La mère demeura une minute silencieuse. Elle comprenait bien qu'elle avait devant elle une de ces énergies avec lesquelles on ne discute pas. Elle en était étonnée à la fois et terrassée, comme il arrive quand on se heurte à des partis pris dont on sent la profondeur sans en comprendre le principe. Elle eut peur, si elle questionnait davantage sa fille, de l'entendre prononcer d'autres paroles, et elle dit:
— «Je t'ai laissée libre en effet, mais si je te demande d'attendre encore huit jours pour annoncer cette rupture à Francis?...»
— «Autant de jours que vous voudrez, maman,» répondit Henriette; «j'aurai seulement plus souffert, parce que j'avoue que de rester à Palerme au milieu de tant de souvenirs me sera cruel. Mais j'accepte tout de même. Je vous demanderai à mon tour deux choses, si vous voulez m'être bonne comme toujours...»
— «Lesquelles, ma pauvre enfant?» dit Mme Scilly. «Tu sais si bien que pour te voir heureuse je donnerais jusqu'à la dernière goutte de mon sang...»
— «Eh bien,» reprit la jeune fille, «la première est que nous quittions la Sicile au terme de ces huit jours...»
— «Je le veux bien,» répondit la mère; «on m'avait donné à choisir entre Palerme et Alger.
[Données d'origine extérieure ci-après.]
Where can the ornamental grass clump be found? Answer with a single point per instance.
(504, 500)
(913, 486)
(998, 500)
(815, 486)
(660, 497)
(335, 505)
Nous prendrons le bateau qui va d'ici à Tunis. C'est un voyage très facile, maintenant que je suis remise, et je comprends trop bien que tu ne puisses plus te plaire ici, où moi-même je me sentirais mal à l'aise... Et l'autre demande?...»
— «Je voudrais,» dit Henriette, «joindre une lettre à celle que vous écrirez à M. Nayrac pour lui annoncer que je lui rends sa parole...»
— «Il en sera encore comme tu le désires,» répliqua la comtesse, «mais j'espère, malgré toi, que j'enverrai à Catane une tout autre lettre, et que nous serons trois à partir pour Alger...»
— «Je sais que non,» répondit la jeune fille; et, comme elle prenait la main de sa mère pour la baiser en signe de remerciement, cette dernière put voir qu'elle n'avait plus à son doigt le bleu saphir de sa bague de fiançailles.